|Modes||Single player, Multiplayer|
|Followed by||Super Qix|
|Developer(s)||Taito America Corporation|
|Publisher(s)||Taito America Corporation|
|System(s)||Arcade, Apple II, Apple IIGS, Atari 5200, Atari 8-bit, Atari Lynx, Commodore 64, Commodore Amiga, Game Boy, NES, MS-DOS, Nintendo 3DS|
|Neoseeker Related Pages|
- This is the first game in the Qix series. For other games in the series see the Qix category.
Qix (pronounced "Kicks") was an arcade game developed by Taito America Corporation in 1981. In many ways, it was ahead of its time. While typically categorized as an action game due to its non-stop nature, it can rightfully be considered one of the first arcade puzzle games due to its abstract nature and heavier reliance upon strategy than on skill. Qix does not portray any real scenario. It pits the player against himself or herself in a virtual playfield.

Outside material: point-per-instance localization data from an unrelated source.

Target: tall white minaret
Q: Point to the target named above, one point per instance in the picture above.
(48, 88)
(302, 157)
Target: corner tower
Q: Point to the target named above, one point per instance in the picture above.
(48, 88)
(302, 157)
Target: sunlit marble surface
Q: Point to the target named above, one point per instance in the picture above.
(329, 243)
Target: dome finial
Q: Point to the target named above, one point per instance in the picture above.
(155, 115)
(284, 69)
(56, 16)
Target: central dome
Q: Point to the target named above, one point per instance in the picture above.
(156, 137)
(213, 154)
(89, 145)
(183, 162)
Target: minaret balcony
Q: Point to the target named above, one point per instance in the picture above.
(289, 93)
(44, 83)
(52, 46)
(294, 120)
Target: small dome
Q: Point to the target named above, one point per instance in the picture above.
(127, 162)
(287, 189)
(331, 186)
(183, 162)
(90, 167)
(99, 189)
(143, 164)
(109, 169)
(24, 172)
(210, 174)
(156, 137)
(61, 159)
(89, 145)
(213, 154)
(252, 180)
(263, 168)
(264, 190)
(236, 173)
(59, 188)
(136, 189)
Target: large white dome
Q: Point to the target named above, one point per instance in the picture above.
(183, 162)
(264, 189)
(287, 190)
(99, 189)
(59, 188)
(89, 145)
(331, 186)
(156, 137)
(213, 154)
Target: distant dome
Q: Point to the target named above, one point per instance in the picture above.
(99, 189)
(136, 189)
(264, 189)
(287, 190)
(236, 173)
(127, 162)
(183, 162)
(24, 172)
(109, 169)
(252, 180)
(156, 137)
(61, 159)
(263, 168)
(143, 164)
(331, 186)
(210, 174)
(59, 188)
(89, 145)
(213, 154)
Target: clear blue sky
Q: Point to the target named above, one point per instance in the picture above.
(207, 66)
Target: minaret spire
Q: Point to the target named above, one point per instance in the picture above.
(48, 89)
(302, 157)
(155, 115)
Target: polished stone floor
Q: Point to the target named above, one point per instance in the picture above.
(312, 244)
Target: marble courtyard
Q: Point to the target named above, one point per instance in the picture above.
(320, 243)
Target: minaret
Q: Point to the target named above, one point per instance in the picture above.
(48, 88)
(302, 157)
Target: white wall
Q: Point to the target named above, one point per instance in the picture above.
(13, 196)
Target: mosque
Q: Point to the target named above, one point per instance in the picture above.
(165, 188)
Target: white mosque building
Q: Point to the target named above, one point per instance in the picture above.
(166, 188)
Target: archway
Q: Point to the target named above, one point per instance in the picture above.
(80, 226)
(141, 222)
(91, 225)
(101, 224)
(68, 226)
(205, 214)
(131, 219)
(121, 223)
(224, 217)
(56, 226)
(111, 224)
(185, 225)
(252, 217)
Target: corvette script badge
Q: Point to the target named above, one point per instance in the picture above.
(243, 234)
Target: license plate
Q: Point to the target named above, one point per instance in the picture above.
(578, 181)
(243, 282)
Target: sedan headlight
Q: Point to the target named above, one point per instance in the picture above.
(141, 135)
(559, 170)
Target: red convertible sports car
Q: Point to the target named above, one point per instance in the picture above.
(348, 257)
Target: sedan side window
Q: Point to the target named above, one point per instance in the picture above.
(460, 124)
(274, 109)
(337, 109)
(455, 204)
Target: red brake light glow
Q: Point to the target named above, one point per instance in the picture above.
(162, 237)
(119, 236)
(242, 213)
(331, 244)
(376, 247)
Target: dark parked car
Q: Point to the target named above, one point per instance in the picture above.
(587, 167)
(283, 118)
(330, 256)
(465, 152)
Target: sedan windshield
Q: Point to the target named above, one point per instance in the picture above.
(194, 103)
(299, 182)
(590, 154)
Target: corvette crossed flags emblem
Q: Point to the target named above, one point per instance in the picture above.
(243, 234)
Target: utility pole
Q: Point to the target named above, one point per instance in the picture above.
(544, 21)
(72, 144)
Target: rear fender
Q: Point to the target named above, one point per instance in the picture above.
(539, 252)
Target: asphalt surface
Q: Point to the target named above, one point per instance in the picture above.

The object of Qix is simple: claim at least 75% of the stage with your marker. Of course, that is easier said than done. With your marker, you draw right angled shapes that are filled in whenever they are completed. While you are in the process of drawing, there is an ever moving arc of electricity known as the Qix, that bounces randomly throughout the playfield. If any part of the Qix touches the line as you are drawing, you lose one chance. It is easy to avoid the Qix at first, but as the remaining unclaimed space on the stage gets smaller and smaller, the Qix becomes harder to avoid, and you must time your moves with extreme caution. Other elements like the Sparks and the Fuse are present to keep you moving along.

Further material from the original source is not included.